JEFFREY BROWN: It's a story of oil, power, and intrigue; the high drama included the arrest at gunpoint of Mikhail Khodorkovsky, the billionaire head of Yukos Oil.
He'd built Yukos into a major international business, but he had also emerged as a very public political opponent of Russian President Vladimir Putin.
In October 2003, Khodorkovsky was charged with tax evasion and fraud; he's been in jail ever since. His company was levied with a $27 billion bill for alleged tax evasion, and spun toward financial ruin.
Last Sunday, the company's most valuable asset, a subsidiary called Yuganskneftegas, which produces a million barrels of oil a day, was auctioned off by the Russian government.
A winning bid of $9.35 billion, considered only half its value, was submitted by the previously unknown Baikal Finans group.

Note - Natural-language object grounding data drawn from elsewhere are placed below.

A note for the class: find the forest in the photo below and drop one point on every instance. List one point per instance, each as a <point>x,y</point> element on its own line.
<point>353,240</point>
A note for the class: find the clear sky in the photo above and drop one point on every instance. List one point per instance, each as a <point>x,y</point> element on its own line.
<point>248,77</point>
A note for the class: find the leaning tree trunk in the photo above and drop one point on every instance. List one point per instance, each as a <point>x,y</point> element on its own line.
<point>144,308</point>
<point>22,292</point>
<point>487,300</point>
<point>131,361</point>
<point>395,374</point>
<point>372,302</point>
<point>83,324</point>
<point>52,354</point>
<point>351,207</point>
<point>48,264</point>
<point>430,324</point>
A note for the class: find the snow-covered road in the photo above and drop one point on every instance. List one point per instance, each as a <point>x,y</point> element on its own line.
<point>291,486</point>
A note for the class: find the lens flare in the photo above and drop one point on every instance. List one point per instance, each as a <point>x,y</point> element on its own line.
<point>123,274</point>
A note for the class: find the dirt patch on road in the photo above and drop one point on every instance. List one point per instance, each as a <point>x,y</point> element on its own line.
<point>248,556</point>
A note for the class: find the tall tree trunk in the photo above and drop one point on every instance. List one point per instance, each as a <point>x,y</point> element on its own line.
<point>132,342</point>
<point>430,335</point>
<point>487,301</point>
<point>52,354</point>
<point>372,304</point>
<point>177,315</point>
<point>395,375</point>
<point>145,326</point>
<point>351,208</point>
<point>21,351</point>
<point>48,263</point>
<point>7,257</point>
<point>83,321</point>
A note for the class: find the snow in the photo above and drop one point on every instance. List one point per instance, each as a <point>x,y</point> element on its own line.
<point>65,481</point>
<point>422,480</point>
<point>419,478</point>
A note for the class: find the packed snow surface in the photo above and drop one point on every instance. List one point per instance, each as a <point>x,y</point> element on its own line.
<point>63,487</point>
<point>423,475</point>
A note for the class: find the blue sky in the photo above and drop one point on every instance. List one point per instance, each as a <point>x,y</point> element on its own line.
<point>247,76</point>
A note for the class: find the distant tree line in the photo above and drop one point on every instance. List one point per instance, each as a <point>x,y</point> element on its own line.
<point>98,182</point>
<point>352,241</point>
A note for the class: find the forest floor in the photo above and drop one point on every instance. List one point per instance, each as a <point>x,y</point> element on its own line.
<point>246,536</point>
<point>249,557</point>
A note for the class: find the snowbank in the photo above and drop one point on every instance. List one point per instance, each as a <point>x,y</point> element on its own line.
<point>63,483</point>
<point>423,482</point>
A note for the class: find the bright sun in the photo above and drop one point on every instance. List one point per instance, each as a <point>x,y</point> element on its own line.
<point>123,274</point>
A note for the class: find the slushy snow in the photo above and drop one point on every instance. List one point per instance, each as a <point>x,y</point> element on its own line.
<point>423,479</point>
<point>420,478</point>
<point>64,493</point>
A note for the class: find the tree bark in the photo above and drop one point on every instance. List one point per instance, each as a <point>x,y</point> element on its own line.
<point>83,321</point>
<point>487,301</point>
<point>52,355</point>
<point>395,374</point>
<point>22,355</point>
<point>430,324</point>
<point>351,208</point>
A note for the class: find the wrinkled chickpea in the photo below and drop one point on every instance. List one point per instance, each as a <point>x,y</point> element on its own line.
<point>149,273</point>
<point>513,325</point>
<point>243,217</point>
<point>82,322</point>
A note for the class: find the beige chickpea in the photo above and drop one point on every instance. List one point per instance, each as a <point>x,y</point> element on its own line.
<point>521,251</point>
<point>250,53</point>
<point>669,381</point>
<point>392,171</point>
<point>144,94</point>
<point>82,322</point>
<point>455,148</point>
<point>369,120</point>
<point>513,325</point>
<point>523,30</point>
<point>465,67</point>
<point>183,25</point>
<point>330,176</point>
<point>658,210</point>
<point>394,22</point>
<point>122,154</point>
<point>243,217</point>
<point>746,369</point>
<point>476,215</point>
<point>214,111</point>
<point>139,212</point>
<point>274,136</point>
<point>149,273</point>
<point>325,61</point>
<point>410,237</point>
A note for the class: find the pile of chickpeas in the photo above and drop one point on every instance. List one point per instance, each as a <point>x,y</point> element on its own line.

Then yesterday, the mysterious Baikal was itself purchased by a prominent state-run oil concern called Rosneft. To add to the intrigue, Rosneft has plans to merge next month with Gazprom, an even bigger, government-controlled energy conglomerate.
The apparent impact: Yukos, once a leader of the move towards privatization in Russia, has now been renationalized. At a Moscow press conference today, President Putin said the outcome is completely legitimate.